I'd like to direct attention a bit towards an incredibly tiny, yet influential piece of technology: The gyrocompass.
The difference between a tank battalion getting disoriented, scattered and utterly embarrassed in fog or night conditions or beating a hostile force with very lopsided combat was often rather rooted in the availability of this tiny piece of mechanical and electrical parts, not in training, good fortune or commander's genius.
This applies to real tank warfare 1942-1945 just as much as to exercises during the 1950's and 1960's.
A tank consists largely of non amagnetic steels, and it takes approx. 30-50 m distance from any such metal mass to get a proper magnetic compass reading.
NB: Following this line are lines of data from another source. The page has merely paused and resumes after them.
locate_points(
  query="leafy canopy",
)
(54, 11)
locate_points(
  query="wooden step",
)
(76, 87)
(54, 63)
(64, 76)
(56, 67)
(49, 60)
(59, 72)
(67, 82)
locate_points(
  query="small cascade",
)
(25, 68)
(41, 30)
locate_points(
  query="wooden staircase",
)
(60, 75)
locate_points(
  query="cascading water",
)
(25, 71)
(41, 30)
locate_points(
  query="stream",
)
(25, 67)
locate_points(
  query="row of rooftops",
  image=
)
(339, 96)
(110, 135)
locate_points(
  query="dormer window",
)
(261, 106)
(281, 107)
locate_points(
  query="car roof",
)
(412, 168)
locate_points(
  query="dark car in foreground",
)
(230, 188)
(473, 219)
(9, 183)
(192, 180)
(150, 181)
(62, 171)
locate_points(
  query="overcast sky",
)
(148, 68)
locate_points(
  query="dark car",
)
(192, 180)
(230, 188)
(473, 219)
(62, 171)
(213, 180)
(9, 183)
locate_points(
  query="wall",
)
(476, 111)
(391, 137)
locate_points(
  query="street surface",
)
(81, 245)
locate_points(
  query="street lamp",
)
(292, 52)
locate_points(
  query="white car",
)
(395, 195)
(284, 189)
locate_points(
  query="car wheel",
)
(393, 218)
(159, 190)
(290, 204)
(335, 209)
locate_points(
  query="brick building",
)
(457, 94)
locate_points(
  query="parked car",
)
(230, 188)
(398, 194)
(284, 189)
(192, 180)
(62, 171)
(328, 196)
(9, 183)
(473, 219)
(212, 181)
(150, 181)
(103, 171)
By the time you found your way back to the tank after reading your pocket compass you've probably a 20° error again.
The best way to use a compass in a steel ship, aircraft or tank is thus to use a gyroscopic compass that's not affected on the earth's magnetic field and thus not disrupted by the vehicle's magnetic field distortions: The gyrocompass.
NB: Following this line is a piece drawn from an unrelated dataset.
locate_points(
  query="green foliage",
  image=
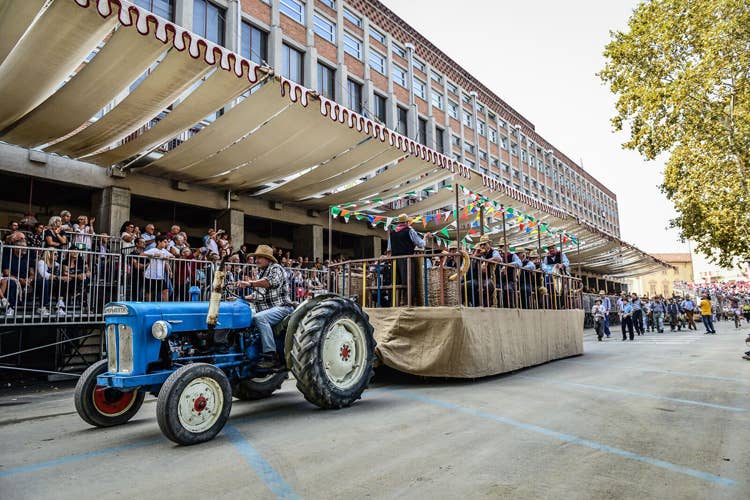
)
(680, 73)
It's not uncommon for people with interest in or passion for military technology to discuss historical tanks and their relative quality. The typical spec sheet figures and more elaborate main gun penetration tables and armour layout drawings are used to found opinions on this. The awareness for the gyrocompass' importance is still a rarity by comparison. It's one of the historical hidden values of military combat vehicles and even today in the age of (unreliable) satellite navigation and inertial navigation systems it's probably not entirely superfluous yet.